The score to the show is an uncommon combination of instruments, with myself on reeds (flute, clarinet, and alto saxophone), Liz Byrd on cello, Ben Wasson on percussion, Kurt Crowley on synthesizer, and our musical director, Rick Lewis, on piano. Instead of playing from an orchestra pit below and in front of the stage, our orchestra instead plays behind the back wall of the stage (if Superman were in the audience with his X-ray vision, he’d see us performing behind the actors) with the music piped in through a sound system.
William Finn’s compositions for the show run the gamut from quirky themes that complement the comedy on stage, to powerful melodies that support the more emotional moments. Unlike some musicals, where orchestras get bored quickly with ironically the often less-than-musical compostions, there’s always something new to find in Finn’s score, which I’ve been scouring to find bits and pieces to serve as inspirations for Duo Chronicles pieces.

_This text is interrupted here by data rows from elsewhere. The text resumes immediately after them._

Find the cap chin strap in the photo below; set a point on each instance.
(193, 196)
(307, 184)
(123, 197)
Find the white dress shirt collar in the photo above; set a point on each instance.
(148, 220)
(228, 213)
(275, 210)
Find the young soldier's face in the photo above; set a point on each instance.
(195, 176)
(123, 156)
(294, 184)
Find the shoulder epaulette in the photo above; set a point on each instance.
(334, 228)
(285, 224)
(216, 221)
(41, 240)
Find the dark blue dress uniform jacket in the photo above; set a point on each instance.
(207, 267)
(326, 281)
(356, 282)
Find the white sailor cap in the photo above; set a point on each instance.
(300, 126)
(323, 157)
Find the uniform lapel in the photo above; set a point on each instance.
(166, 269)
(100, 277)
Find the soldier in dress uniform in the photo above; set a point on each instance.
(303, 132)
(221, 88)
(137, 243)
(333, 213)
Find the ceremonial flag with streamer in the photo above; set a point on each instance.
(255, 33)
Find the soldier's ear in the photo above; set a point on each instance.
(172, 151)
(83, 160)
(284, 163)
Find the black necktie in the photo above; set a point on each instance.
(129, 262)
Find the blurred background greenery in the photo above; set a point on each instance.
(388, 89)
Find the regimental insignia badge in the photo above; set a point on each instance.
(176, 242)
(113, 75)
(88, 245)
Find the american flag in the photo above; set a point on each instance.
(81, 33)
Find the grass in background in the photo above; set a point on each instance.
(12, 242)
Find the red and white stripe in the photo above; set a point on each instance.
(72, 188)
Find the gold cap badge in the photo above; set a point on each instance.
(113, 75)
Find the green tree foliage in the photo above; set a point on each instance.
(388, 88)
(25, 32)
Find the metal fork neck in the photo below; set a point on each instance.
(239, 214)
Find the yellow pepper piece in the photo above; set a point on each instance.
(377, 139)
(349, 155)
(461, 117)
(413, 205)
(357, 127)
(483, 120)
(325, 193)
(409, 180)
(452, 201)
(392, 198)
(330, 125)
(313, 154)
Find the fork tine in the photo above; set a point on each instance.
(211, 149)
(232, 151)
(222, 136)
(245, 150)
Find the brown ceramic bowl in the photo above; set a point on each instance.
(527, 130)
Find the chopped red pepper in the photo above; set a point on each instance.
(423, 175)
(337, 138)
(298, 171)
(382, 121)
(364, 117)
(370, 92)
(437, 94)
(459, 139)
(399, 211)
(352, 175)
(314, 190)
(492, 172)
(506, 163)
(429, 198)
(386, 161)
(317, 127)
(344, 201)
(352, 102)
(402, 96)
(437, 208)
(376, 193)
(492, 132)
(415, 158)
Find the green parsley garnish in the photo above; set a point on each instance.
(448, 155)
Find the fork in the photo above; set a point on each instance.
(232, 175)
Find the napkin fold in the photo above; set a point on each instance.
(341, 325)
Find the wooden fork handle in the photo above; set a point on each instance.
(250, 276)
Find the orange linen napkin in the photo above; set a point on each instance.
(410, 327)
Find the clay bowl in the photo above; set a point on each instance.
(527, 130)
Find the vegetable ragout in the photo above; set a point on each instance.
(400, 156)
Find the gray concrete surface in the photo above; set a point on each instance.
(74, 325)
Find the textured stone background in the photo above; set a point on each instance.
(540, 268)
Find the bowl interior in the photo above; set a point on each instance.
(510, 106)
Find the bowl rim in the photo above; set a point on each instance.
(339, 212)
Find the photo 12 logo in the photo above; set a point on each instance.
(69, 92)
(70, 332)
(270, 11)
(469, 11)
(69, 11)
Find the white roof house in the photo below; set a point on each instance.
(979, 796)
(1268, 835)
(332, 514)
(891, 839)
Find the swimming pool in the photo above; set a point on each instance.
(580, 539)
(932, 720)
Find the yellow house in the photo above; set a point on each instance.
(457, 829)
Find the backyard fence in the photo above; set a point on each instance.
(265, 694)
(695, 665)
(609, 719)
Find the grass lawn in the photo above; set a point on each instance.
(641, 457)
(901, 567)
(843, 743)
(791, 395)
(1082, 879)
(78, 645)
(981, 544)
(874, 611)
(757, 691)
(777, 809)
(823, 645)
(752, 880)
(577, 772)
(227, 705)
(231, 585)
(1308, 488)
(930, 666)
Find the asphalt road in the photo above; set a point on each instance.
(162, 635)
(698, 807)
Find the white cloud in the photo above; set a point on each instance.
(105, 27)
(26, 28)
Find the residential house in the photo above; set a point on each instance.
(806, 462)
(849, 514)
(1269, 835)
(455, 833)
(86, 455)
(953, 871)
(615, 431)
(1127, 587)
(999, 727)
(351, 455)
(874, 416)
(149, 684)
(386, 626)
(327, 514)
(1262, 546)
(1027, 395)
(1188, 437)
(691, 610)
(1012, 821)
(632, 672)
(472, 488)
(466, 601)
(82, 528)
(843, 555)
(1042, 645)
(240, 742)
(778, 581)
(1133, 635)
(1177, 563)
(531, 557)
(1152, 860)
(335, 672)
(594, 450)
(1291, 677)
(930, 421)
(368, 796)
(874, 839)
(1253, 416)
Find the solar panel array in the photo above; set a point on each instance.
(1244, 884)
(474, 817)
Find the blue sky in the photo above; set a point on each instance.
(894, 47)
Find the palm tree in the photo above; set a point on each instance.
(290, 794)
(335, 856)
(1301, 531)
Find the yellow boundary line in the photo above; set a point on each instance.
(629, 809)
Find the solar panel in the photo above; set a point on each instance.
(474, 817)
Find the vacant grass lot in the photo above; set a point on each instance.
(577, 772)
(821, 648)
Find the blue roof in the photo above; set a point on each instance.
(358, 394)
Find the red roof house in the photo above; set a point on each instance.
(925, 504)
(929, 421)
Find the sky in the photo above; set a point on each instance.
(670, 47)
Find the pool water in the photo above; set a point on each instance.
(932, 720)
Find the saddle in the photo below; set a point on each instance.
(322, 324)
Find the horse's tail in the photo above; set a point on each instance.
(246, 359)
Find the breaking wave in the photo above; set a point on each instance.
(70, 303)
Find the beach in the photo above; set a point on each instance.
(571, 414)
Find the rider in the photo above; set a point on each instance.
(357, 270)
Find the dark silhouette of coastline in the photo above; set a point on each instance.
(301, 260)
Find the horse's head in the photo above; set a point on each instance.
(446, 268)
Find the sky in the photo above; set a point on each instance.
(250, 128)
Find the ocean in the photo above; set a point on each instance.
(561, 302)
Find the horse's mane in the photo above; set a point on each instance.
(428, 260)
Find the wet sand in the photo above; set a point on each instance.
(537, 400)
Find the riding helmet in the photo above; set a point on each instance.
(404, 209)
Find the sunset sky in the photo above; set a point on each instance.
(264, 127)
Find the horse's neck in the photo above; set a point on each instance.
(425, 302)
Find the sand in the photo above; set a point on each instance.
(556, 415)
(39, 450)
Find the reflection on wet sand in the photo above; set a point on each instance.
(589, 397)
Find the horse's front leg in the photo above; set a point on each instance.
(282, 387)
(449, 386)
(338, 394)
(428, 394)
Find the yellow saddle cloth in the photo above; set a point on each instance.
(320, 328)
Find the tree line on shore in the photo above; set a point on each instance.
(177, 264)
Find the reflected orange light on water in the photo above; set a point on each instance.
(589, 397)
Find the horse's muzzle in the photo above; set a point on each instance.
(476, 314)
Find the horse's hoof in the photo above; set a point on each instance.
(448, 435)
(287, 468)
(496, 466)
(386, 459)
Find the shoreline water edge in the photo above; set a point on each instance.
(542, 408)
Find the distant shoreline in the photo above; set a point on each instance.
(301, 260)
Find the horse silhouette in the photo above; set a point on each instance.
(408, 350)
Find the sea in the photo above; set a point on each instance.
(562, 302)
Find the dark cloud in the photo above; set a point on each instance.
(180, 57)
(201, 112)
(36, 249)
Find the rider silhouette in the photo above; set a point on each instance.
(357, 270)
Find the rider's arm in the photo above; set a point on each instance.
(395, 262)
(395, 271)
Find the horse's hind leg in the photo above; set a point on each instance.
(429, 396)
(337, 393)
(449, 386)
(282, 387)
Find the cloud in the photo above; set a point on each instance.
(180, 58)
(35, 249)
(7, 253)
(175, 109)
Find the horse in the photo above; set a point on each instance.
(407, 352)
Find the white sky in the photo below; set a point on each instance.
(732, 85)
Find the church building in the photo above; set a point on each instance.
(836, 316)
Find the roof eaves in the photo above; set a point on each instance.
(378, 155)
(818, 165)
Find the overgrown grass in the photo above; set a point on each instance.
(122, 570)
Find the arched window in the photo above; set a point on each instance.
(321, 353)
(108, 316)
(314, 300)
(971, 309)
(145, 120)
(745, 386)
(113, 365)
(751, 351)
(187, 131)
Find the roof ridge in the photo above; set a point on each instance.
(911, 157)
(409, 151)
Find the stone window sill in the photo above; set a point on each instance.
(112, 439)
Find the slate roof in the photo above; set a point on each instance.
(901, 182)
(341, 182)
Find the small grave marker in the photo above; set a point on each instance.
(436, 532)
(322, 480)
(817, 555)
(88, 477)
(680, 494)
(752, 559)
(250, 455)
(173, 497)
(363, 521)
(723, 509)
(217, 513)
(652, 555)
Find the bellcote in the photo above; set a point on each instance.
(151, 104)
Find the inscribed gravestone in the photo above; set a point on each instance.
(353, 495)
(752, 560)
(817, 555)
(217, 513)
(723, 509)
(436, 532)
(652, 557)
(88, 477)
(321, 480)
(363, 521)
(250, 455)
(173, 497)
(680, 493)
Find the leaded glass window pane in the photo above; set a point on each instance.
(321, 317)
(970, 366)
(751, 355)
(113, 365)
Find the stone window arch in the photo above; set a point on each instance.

The title for this piece is taken from the lyrics of a song in the show called “Woe is Me,” sung by a character who is pushed by her two dads to “be smart, be cool, be adult” and “be remarkably adroit in social situations.” I toyed with other titles that didn’t sound as flippant, but in the end, it seemed like that line just worked best. In the show, the cast breaks into a Stomp-inspired dance section in the middle of “Woe is Me,” where the 3-part vocals harmonies are accompanied by the percussion sounds made by clapping, stomping, and dancing on stage. Something about 3-part vocal a cappella always gets me interested, so from the first time that I heard that section performed by the PCS cast, I knew I wanted to do something with it.
For the Duo Chronicles piece, I took that section and started altering it bit by bit. The first change was the time signature — instead of being 4/4 like the piece in the show, our version is in 7/4. The next, was the structure — we start with the “Be Smart, Be Cool” section, and the “Woe is Me ” hook happens in the middle. The vocals have been replaced by three overdubbed saxophone parts. Instead of the Stomp-inspired percussion, Clay and I use a couple tracks of clapping and a track of using storage boxes as percussion instruments.
Throughout the song, I tried to reference each of the distinct sections from Finn’s composition. There are direct references in the piano part, the clarinet parts, and certainly the saxophone parts. After all of the revisions and editing, making it fit the Duo Chronicles style, it ended up farther from Finn’s “Woe is Me” than I had intended originally, but only because Clay and I are putting our own spin on things. Check out the sheet music from the link below.
Since I’m at Portland Center Stage doing this show eight times a week until the end of June, it wouldn’t surprise me if another Finn-inspired song makes its way into the Duo Chronicles songbook before we’re done.